The hour-and-a-half long movie that was uploaded to the Sony Pictures Entertainment YouTube page even included the full credits. The trailer itself is only one minute and 40 seconds long. Sony took more than six hours to remove the film, during which time it clocked 11,000 views.
The movie has already been released on DVD and Blu-ray in Germany and the Netherlands under the name Khali, the Killer - Leben und sterben in East L.A. It is intended for release in the United States beginning on August 31. The IMDB synopsis reads, "After deciding to retire, an East L.A. hit man decides to take one last job to help support his ailing grandmother's end of life care. But everything falls apart when he develops empathy for the targets of his hit, and he's forced to make the toughest decision of his life."
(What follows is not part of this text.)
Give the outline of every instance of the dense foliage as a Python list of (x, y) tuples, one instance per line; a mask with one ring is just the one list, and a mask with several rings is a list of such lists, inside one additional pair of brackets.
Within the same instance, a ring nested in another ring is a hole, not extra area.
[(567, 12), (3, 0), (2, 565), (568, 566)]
Khali the Killer scored a 3.6 out of 10 on IMDB, though it still has a number of positive reviews. One critical reviewer, however, notes that "He's suppose[d] to be a culinary master, but his kitchen is empty. He's suppose[d] to be Latino, but he doesn't speak Spanish. Terribly written and with a fake 70's style that is grating and laughable." Others argue that it's a must-see movie, engaging and inventive, with outstanding performance in particular by lead actor Richard Cabral. Movie fans will have to watch it themselves to decide!
Some skeptics are wondering if the upload of the entire movie by Sony Pictures was in fact a marketing ploy. After all, why did it take so many hours to recognize the error and take the movie down? The film's director, Jon Matthews, tweeted "So…I wrote, directed, edited, and produced Khali. Guess I should have been in charge of the upload too."
In 2014, Sony Pictures was hacked by a group that identified itself as "Guardians of Peace." In addition to publishing personal information about Sony employees, they also shared unreleased Sony films: Still Alice, Annie, Fury, Mr. Turner, and To Write Love on Her Arms. The script for the James Bond film Scepter was stolen in the attack as well. The Guardians of Peace group also demanded that Sony pull its film The Interview and threatened terrorist attacks against theaters screening the film, which was about a plot to assassinate North Korean leader Kim Jong-Un. North Korean state-sponsored hackers are suspected of being involved.
If you are one of the people who wasn't lucky enough to catch the full Khali the Killer movie on YouTube last night, you'll be able to see it at the end of next month. In the meantime, the actual trailer is now available on the site. Sony Pictures has not yet commented on the accidental film leak.